Many circuits also contain capacitors and inductors, in addition to resistors and an AC voltage source. We have seen how capacitors and inductors respond to DC voltage when it is switched on and off. We will now explore how inductors and capacitors react to sinusoidal AC voltage.

## Inductors and Inductive Reactance

Suppose an inductor is connected directly to an AC voltage source, as shown in this figure. It is reasonable to assume negligible resistance, since in practice we can make the resistance of an inductor so small that it has a negligible effect on the circuit. Also shown is a graph of voltage and current as functions of time.

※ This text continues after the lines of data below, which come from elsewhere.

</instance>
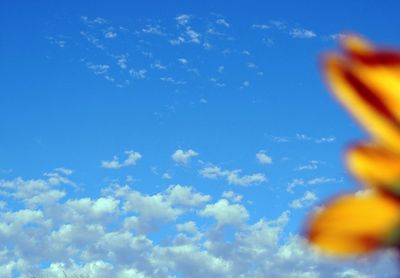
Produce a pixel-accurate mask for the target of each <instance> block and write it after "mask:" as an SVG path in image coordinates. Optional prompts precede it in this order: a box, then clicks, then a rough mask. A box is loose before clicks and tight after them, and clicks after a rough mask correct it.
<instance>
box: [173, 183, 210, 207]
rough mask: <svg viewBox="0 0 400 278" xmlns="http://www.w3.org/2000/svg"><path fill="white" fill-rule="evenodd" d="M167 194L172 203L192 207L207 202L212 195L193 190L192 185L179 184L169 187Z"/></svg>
mask: <svg viewBox="0 0 400 278" xmlns="http://www.w3.org/2000/svg"><path fill="white" fill-rule="evenodd" d="M166 194H167V197H166V198H167V200H168V201H169V202H170V203H172V204H175V205H183V206H190V207H195V206H199V205H201V204H203V203H207V202H208V201H209V200H210V199H211V196H210V195H204V194H201V193H196V192H193V188H192V187H190V186H182V185H179V184H177V185H171V186H170V187H168V189H167V190H166Z"/></svg>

The graph in this figure (b) starts with voltage at a maximum. Note that the current starts at zero and rises to its peak *after* the voltage that drives it, just as was the case when DC voltage was switched on in the preceding section. When the voltage becomes negative at point a, the current begins to decrease; it becomes zero at point b, where voltage is its most negative. The current then becomes negative, again following the voltage. The voltage becomes positive at point c and begins to make the current less negative. At point d, the current goes through zero just as the voltage reaches its positive peak to start another cycle. This behavior is summarized as follows:

### AC Voltage in an Inductor

When a sinusoidal voltage is applied to an inductor, the voltage leads the current by one-fourth of a cycle, or by a \(\text{90º}\) phase angle.

Current lags behind voltage, since inductors oppose change in current. Changing current induces a back emf \(V=-L(\Delta I/\Delta t)\). This is considered to be an effective resistance of the inductor to AC. The rms current \(I\) through an inductor \(L\) is given by a version of Ohm’s law:

\(I=\cfrac{V}{{X}_{L}}\text{,}\)

where \(V\) is the rms voltage across the inductor and \({X}_{L}\) is defined to be

\({X}_{L}=2\pi \text{fL}\text{,}\)

with \(f\) the frequency of the AC voltage source in hertz (An analysis of the circuit using Kirchhoff’s loop rule and calculus actually produces this expression). \({X}_{L}\) is called the **inductive reactance**, because the inductor reacts to impede the current. \({X}_{L}\) has units of ohms (\(1 H=1 \Omega \cdot \text{s}\), so that frequency times inductance has units of \((\text{cycles/s})(\Omega \cdot \text{s})=\Omega \)), consistent with its role as an effective resistance. It makes sense that \({X}_{L}\) is proportional to \(L\), since the greater the induction the greater its resistance to change. It is also reasonable that \({X}_{L}\) is proportional to frequency \(f\), since greater frequency means greater change in current. That is, \(\Delta I/\Delta t\) is large for large frequencies (large \(f\)*,* small \(\Delta t\)). The greater the change, the greater the opposition of an inductor.

Note that although the resistance in the circuit considered is negligible, the AC current is not extremely large because inductive reactance impedes its flow. With AC, there is no time for the current to become extremely large.